Are open floor office plans good for business?

Apparently, when Mark Zuckerberg asked esteemed architect, Frank Gehry, to design Facebook’s new offices, he wanted the world’s largest open floor plan. That’s a 400,000 square foot warehouse type space housing 2,800 engineers. It’s cool, but it may not work for the people who have to work in them.
 

Collaboration is supposed to be enhanced by open floor plans and they are supposed to make workers creative. But, there is a tide of pushback that says, nope, I don’t like working in this giant vacuum. 

These types of spaces are, often felt to be impersonal, and the lack of privacy is not welcome by anyone. Not everyone likes to be sitting in full view of the rest of the world as they work. Especially, geezers who tend to be less casual then millenials, who like to work in places that look like park play areas.

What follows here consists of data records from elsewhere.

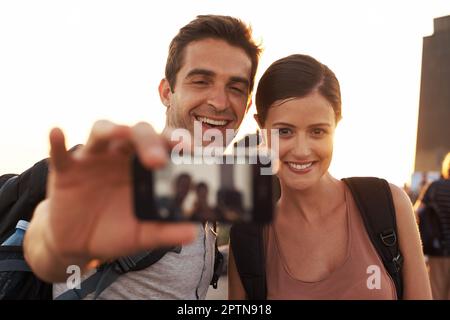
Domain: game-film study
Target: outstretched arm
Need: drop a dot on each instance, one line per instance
(88, 217)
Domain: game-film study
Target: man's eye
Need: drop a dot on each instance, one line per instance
(200, 82)
(238, 90)
(318, 132)
(284, 131)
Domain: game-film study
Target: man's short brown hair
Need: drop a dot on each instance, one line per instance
(229, 29)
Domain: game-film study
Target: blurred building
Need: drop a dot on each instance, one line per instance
(433, 134)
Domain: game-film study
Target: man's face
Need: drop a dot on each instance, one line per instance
(212, 87)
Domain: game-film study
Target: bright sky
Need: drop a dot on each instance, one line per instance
(69, 63)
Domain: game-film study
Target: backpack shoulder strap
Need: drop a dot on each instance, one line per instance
(374, 200)
(218, 261)
(109, 272)
(246, 241)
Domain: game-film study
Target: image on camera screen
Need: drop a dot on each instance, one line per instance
(204, 192)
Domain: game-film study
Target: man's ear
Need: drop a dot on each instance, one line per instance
(165, 93)
(249, 104)
(257, 120)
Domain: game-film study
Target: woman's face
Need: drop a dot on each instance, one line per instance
(305, 127)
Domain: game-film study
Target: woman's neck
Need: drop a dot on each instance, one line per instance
(311, 205)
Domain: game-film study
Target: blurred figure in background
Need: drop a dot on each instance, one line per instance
(437, 198)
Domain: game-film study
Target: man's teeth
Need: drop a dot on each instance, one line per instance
(212, 122)
(300, 166)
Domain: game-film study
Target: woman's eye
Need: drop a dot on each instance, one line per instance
(318, 132)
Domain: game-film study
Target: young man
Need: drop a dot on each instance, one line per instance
(88, 218)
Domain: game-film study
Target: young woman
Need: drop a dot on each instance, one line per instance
(318, 246)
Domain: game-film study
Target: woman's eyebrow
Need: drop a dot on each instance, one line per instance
(283, 124)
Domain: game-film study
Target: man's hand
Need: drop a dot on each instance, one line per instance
(88, 213)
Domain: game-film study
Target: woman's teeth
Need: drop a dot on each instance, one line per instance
(300, 166)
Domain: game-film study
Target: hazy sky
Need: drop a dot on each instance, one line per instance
(69, 63)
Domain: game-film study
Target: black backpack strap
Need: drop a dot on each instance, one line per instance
(374, 200)
(218, 261)
(14, 265)
(247, 244)
(109, 272)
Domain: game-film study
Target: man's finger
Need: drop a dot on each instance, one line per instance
(103, 133)
(60, 158)
(157, 234)
(150, 146)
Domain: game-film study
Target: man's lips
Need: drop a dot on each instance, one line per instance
(212, 122)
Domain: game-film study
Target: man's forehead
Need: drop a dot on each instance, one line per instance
(217, 57)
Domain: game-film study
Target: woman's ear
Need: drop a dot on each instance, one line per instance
(165, 92)
(257, 119)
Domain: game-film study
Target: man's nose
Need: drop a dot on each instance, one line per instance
(218, 98)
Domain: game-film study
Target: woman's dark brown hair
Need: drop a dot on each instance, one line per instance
(296, 76)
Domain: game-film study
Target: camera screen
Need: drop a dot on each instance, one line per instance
(204, 192)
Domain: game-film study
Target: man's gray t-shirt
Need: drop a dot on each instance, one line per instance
(180, 276)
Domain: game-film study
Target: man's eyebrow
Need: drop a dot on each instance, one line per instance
(203, 72)
(320, 124)
(241, 80)
(209, 73)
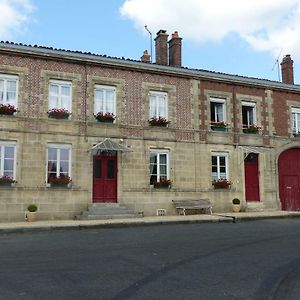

“Though multitasking millennials seem to be more open to distraction as a workplace norm, the wholehearted embrace of open offices may be ingraining a cycle of underperformance in their generation: they enjoy, build, and proselytize for open offices, but may also suffer the most from them in the long run.”

In a New Yorker story, the author goes as for as to call an open office “devised by Satan in the deepest caverns of hell.” 

And, it is quite clear that cubicle life deserves the enmity that it gets from everyone but corporate HR departments. According to research in the Harvard Business Review, as almost everywhere else, it is the lack of privacy that is damaging productivity.

It seems that the best approach is not to give everyone a corner office, but to try and figure out ways of providing privacy, or spaces where workers can go to find privacy, to enable creativity, and even better collaboration.